Sinema introduces bill to give border agents overtime pay
Yuma Sun
Because of the difficulty hiring and retaining agents, United States Sen. Kyrsten Sinema, Ariz., has introduced the Border Patrol Pay Security Act, which would allow Border Patrol agents the chance to earn time and a half overtime for working between 80 and 100 hours in a two-week period.
Border Patrol spokesperson Jose Garibay said that the standard for Border Patrol agents is working 100 hours in a 14-consecutive-day period.
Some officers get the option of selecting whether they work an eight-, nine- or 10-hour shift in a day, but Garibay said those options apply mostly to special circumstances. “That’s not an option for 99% of the officers,” Garibay said about the shift selection.
Instead, most officers work a 10-hour shift at their designated station for the day. A typical work week reaches 50 hours.
Border Patrol agents currently receive compensation time when they work more than a 10-hour shift. That overtime is compensated with time that counts towards their hours of leave. Garibay explained that it’s similar to accumulating vacation time, except that vacation time is typically generated by working regular hours rather than extra hours.
The compensation time matches the extra time they worked exactly rather than in hour or half-hour blocks. An agent who works 10 minutes overtime gets 10 minutes of compensation time.

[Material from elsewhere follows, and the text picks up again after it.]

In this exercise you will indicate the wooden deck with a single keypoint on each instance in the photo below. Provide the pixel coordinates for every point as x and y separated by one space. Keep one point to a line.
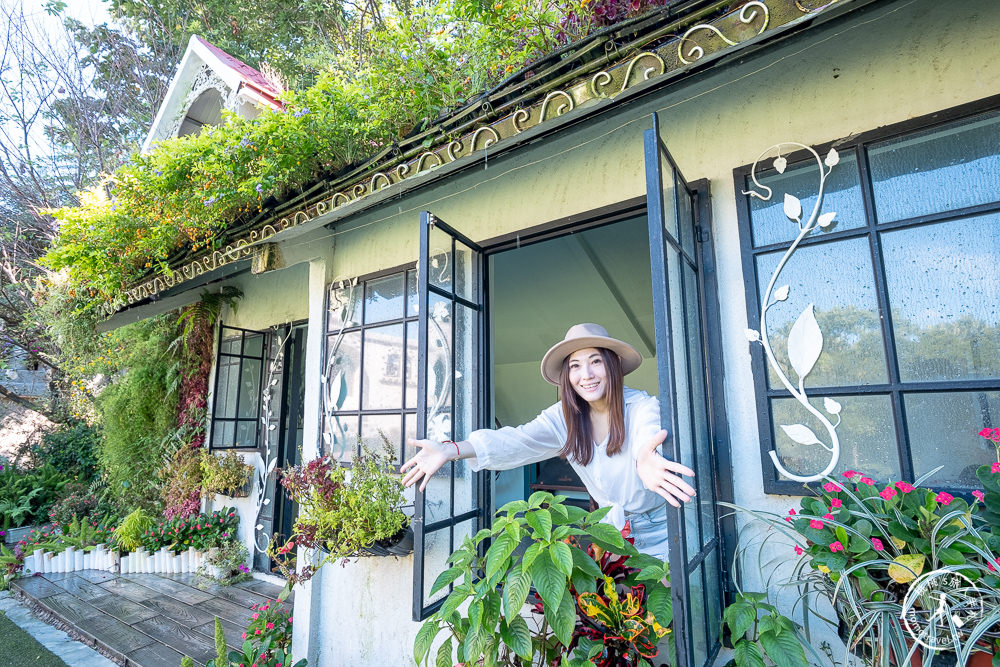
147 620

Garibay said that those situations are few and typically happen when an agent has to remain at their station for an unforeseen reason, and agents don’t generate much compensation time.
The Senate bill that Sinema introduced along with Sen. John Cornyn, a Republican from Texas, in mid-January intends to improve recruitment and retention for Border Patrol.

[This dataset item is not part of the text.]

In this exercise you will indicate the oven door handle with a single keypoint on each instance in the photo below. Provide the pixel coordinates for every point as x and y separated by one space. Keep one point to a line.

“Strengthening the Border Patrol’s recruitment and retention helps secure our border and keeps Arizonans safe and secure,” Sinema said in a statement about the bill.
To do this, the bill would incentivize Border Patrol with an additional benefit and amend the Fair Labor Standard Act of 1938, the governing labor rights law, to include for Border Patrol agents an overtime slot between 80 and 100 hours.
According to the bill’s text, Border Patrol would have to pay agents who are working between 80 to 100 hours in a 14-consecutive-day period 150 times their regular rate, which is typical time and a half overtime.
Work beyond the 100 hours in that two-week period isn’t covered with overtime pay by the Senate bill, but the bill does add the overtime pay to their compensation time. Border Patrol agents working 80 to 100 hours would receive overtime pay, and agents working more than 100 hours in a two-week period would receive compensation time.
The bill was introduced on Jan. 15 and has since sat in the Senate Committee on Health, Education, Labor and Pensions.